This workshop will walk through a sophisticated sorting procedure using Python's builtin `sort` method and `sorted` function. This lesson is not so much about the underlying sorting algorithm, but rather how to use Python's builtin sorting tools to their ultimate potential. The star of the show is the `key` parameter. But we will also discuss how to build classes that produce instance objects that are sortable by default - without using the `key` parameter.


## 1. Sorted vs. Sort
In this step we'll introduce Python's builtin sorting tools: `sort` and `sorted`. They both will sort a list and they both support the `key` parameter, we'll come back to the `key` parameter later on. Sort and Sorted are very similar but have subtle distinctions that can be very important. Sort is a method on the list object, where Sorted is a free function. But this isn't the only difference. Sort will destructively alter the list it is called on, where Sorted will return a new sorted list, non-destructively.
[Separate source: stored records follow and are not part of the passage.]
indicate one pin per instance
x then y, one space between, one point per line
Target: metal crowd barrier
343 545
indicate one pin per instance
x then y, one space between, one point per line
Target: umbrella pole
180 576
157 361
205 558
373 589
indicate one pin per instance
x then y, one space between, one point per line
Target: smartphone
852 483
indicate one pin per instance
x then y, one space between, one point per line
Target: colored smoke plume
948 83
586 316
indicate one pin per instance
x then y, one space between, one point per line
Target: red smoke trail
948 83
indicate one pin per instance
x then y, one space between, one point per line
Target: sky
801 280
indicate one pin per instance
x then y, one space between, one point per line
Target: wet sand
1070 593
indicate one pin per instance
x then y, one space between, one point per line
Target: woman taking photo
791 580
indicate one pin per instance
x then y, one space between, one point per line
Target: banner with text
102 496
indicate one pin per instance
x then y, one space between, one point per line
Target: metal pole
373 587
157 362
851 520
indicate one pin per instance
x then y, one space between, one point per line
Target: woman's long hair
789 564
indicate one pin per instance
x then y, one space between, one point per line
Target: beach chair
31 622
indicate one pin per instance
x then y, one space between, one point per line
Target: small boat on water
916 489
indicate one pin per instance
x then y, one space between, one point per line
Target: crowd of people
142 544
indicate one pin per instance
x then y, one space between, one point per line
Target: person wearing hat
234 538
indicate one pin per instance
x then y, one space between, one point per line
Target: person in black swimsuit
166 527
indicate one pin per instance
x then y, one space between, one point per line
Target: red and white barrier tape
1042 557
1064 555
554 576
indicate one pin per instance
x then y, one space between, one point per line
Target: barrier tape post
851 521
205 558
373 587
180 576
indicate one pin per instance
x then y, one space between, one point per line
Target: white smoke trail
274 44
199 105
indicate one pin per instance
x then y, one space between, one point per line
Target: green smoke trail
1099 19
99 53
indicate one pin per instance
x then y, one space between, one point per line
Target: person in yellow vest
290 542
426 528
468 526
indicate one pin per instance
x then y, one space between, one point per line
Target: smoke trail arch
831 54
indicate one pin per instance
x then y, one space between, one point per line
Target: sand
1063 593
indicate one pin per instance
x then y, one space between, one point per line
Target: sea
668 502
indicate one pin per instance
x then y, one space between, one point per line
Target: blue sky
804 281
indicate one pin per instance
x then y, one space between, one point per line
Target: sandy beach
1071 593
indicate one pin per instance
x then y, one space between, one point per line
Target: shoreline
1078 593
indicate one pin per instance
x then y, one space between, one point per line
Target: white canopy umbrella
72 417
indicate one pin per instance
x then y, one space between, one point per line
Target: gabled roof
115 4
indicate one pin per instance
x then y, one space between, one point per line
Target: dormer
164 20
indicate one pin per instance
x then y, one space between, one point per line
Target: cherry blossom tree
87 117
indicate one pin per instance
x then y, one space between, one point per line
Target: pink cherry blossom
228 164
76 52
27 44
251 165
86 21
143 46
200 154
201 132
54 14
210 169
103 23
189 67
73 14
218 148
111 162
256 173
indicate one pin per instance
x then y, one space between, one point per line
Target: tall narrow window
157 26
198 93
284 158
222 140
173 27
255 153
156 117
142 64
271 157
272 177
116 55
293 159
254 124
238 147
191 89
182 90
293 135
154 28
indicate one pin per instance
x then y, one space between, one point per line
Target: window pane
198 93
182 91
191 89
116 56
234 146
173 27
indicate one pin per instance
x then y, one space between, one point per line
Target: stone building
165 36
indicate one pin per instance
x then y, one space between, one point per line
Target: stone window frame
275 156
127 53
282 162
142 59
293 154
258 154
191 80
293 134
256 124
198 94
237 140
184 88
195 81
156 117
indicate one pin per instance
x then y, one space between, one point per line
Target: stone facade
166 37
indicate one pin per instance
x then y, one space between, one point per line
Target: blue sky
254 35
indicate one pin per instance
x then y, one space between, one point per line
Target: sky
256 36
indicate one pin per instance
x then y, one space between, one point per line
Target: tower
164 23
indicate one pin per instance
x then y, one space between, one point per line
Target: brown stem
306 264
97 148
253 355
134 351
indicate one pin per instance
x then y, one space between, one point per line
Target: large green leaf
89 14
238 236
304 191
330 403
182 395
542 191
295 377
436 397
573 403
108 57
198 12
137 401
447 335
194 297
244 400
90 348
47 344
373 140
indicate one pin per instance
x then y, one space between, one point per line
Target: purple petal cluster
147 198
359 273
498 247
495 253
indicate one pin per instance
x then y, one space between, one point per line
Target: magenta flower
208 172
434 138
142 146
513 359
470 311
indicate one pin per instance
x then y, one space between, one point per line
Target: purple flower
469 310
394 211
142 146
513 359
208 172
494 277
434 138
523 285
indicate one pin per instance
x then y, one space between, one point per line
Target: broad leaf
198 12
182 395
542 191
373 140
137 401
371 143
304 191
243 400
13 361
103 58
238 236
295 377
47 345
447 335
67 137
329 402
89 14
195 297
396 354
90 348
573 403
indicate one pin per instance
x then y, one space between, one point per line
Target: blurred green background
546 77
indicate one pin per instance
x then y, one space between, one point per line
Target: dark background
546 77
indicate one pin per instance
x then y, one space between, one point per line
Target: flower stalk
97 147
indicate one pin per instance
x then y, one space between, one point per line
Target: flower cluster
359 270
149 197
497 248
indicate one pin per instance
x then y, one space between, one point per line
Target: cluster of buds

In this context "destructive" does not mean the list may be deleted or items removed. It simply means rearranging the items in a list is a destructive operation because the original order is not preserved.

In our example it doesn't matter which one we use - altering the list is perfectly fine because nothing in the rest of the app is relying on the original order of the list. However, this is not always the case. Occasionally we'll need to produce a new sorted list and retain the original order. When the original order doesn't matter - the Sort method is preferred due to its lower memory requirements as it does the sorting "in-place" and doesn't make a copy where the Sorted function produces a copy and thus uses more memory. In either case the builtin sorting tools are considerably (several orders of magnitude) faster than anything we could write ourselves in Python.

Method: List.sort() - Modifies the list (Destructive)
Function: sorted(Iterable) - Returns a new sorted list from any iterable (Non-destructive)

### See `code/intro.py` for the code

### Check for Understanding
1. What are the similarities between Sort and Sorted?
2. What are the differences between Sort and Sorted?
3. What does destructive mean in this context? Does it mean items may be removed from the list?

## 2. The `key` Parameter
The `key` parameter is a function, method or lambda that will serve as means to convert un-sortable objects into sortable objects, on the fly. It can also be used to sort items by unusual criteria, like sorting all odd numbers to the front of a list.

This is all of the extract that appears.